Cojic, M, Kocic, R, Klisic, A, Kocic, G
Frontiers in endocrinology. 2021;:610893
Abstract
Vitamin D deficiency could play an important role in the pathogenesis of type 2 diabetes mellitus (T2DM) as it may alter several crucial processes in the development of diabetes and its complications, such as pancreatic insulin secretion, peripheral insulin resistance, persistence of systemic "sterile" inflammation and immune activation. Vitamin D may also have an antioxidant effect through the inhibition of free radicals generation.
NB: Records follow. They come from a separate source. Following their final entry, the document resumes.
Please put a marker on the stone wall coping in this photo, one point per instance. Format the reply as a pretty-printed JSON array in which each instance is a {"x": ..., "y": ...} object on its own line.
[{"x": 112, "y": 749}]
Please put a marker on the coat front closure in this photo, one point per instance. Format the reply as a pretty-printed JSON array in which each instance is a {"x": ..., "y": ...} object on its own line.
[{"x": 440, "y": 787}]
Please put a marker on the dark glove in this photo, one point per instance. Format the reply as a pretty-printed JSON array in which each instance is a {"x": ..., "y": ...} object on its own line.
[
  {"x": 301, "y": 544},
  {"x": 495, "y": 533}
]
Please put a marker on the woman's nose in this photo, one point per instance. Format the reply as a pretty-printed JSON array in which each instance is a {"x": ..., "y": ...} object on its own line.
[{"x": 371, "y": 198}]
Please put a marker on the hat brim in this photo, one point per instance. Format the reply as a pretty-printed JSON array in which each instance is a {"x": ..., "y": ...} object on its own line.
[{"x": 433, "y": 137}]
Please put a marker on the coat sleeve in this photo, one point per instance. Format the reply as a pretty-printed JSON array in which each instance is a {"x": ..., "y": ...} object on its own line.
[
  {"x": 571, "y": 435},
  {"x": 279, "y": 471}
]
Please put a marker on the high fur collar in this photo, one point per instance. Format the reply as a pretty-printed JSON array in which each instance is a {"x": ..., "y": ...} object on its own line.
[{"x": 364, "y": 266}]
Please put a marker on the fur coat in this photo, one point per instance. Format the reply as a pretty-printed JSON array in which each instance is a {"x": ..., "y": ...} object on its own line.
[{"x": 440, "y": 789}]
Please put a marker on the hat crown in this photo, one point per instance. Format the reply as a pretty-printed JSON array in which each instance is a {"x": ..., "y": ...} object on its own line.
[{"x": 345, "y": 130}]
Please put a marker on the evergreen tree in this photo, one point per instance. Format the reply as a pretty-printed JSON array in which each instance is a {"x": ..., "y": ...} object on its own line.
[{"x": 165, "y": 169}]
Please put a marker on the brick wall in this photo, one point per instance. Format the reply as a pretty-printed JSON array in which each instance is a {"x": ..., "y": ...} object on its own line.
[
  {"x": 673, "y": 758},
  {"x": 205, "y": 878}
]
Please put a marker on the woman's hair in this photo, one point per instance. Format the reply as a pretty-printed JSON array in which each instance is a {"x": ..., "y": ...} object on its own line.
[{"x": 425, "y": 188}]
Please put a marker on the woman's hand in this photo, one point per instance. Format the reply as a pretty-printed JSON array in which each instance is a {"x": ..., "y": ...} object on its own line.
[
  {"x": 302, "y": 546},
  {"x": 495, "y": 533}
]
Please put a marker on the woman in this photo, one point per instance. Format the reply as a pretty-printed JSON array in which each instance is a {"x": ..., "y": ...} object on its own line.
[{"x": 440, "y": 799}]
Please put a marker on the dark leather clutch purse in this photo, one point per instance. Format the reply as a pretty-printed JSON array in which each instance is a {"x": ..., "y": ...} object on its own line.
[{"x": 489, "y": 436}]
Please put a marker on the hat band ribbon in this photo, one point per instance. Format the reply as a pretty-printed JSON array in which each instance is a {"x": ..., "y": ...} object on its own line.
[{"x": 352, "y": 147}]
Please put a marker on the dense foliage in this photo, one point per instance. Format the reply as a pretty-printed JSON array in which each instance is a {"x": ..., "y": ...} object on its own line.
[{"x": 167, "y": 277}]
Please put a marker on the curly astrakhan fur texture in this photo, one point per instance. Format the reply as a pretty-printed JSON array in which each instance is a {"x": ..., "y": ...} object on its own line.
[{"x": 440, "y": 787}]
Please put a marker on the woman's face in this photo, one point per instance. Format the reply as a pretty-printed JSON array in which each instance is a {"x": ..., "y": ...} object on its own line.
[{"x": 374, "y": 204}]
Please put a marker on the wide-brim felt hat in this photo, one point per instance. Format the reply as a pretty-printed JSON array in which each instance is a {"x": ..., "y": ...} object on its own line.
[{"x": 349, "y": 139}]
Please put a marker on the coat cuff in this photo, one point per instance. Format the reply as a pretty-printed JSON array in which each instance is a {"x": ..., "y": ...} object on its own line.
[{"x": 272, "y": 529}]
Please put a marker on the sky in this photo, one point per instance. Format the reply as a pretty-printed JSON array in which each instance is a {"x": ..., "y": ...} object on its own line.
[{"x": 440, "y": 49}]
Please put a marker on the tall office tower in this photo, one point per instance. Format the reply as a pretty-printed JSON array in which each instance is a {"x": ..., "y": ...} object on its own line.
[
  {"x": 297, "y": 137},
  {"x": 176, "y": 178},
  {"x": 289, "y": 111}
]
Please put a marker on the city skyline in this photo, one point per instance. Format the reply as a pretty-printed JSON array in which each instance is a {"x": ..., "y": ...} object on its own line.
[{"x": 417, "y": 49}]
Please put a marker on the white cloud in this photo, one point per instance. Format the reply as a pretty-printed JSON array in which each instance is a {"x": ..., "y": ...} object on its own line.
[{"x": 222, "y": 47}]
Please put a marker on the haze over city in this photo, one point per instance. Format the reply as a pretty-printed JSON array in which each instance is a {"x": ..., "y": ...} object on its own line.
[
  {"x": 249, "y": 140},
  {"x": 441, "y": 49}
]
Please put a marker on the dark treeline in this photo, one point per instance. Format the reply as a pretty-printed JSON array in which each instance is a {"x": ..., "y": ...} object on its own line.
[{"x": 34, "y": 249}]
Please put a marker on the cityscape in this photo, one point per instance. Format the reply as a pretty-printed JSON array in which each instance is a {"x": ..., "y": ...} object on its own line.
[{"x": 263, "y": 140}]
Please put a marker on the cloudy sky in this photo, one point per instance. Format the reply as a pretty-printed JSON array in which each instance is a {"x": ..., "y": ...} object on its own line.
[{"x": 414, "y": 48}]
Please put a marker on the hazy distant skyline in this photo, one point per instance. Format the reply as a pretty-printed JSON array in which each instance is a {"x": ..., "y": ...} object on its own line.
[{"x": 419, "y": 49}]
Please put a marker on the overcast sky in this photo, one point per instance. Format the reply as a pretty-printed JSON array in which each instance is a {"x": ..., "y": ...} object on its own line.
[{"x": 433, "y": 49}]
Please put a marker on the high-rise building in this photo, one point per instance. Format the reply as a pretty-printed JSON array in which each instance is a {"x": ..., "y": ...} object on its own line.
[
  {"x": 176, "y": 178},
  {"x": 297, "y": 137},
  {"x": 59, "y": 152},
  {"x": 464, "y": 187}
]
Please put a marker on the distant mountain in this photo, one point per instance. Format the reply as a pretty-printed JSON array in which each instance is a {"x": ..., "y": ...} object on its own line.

The reported study was designed with eligible consecutively recruited patients with T2DM on standard metformin therapy (n=130), randomized in 1:1 ratio, considered to have undergone Vitamin D supplementation according to the guidelines proposed by the Endocrine Society, or to have continued with metformin only. The potential benefit was monitored through the influence on glycemia level, glycated haemoglobin (HbA1c), insulin resistance index (calculated as homeostatic model assessment; HOMA-IR), Castelli Risk Index I and Tryglicerides/Thiobarbituric acid-reactive substances (TG/TBARS) Index in a 6-month follow up period. Our study indicates that oral daily doses of vitamin D improve HbA1c levels over the 3-month and 6-month period, followed by a significant decrease in advanced oxidation protein products levels over the 3-month period when higher vitamin D doses are given. The effect of vitamin D on HOMA-IR index, malondialdehyde levels and TG/TBARS index was not statistically significant. Further investigation should consider defining the doses of vitamin D in patients with T2DM which may attenuate the oxidative stress risk, the risk of metabolic syndrome and the risk of related cardiovascular events.